Once An Outcast by Jane Toombs


Once An Outcast: The Orphan Train Series by Jane Toombs
Publisher: Champagne Books
Genre: Historical
Length: Full (205 pages)
Heat: Sensual
Rating: 5 Books
Reviewed by Sunflower

When beautiful half-gypsy Jehenna Scovia is thrust aboard an orphan train by a man employed by her father, she knows she’s an outcast. Nathan Cohen, hired by her father to find her and bring her home, believes she’s a runaway. She’s good at eluding him, but he’s even better at finding her. Each time they connect, the spark between them scares them both. What will happen when it bursts into flame?

Between 1854 and 1929 an estimated 200,000 children who were either orphaned, abandoned or homeless and living on the streets of New York, were placed on a train and transferred to all forty-seven states and Canada. This is the story of Jehenna Scovia and Nathan Cohen who has been hired to find her and return her home.

This is the final book of the Orphan Train series and, although fiction, could have been the story of any one of the thousands of children placed on the Orphan Train to become an outcast.

Jehenna Scovia is placed on the orphan train believing that her father no longer wants her around. Losing her mother was hard enough on her, now she is also losing her father. She already knows that she is an outcast, since she's half-Gypsy. In a short time she has lost two homes, her mother and now her father.

And it seems that every time things seem to be getting better for her, something happens and she has to escape from another predicament.

Nathen, who has been hired by her father, finally finds her, but needs to try and convince her that her father did not have her placed on the train. Can she trust him? Can she believe him?

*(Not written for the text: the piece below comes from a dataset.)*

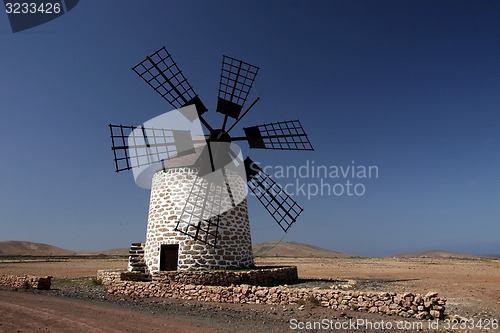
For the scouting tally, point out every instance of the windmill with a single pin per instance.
(198, 215)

Her Gypsy grandmother taught her from a young age to be self-sufficient and if need be she can make it on her own.

Jane Toombs has written a most powerful conclusion to this series, from the meeting of the five girls from the earlier books of the series to their pact at the end. This is just not a story of the train. It's about self fortitude and survival, from the people who had little but was willing to share. We can see just a little of what it was like to live in that day and age. Women who had to stay home all winter while their husbands logged, trying to raise a family in the cold of the Michigan winters. These are the very people who helped shape our nation today.

This is a series that will find a place on my bookshelf to be read and re-read, and I would recommend this to anyone who loves to read historical novels. All six books would make a great made-for-TV series.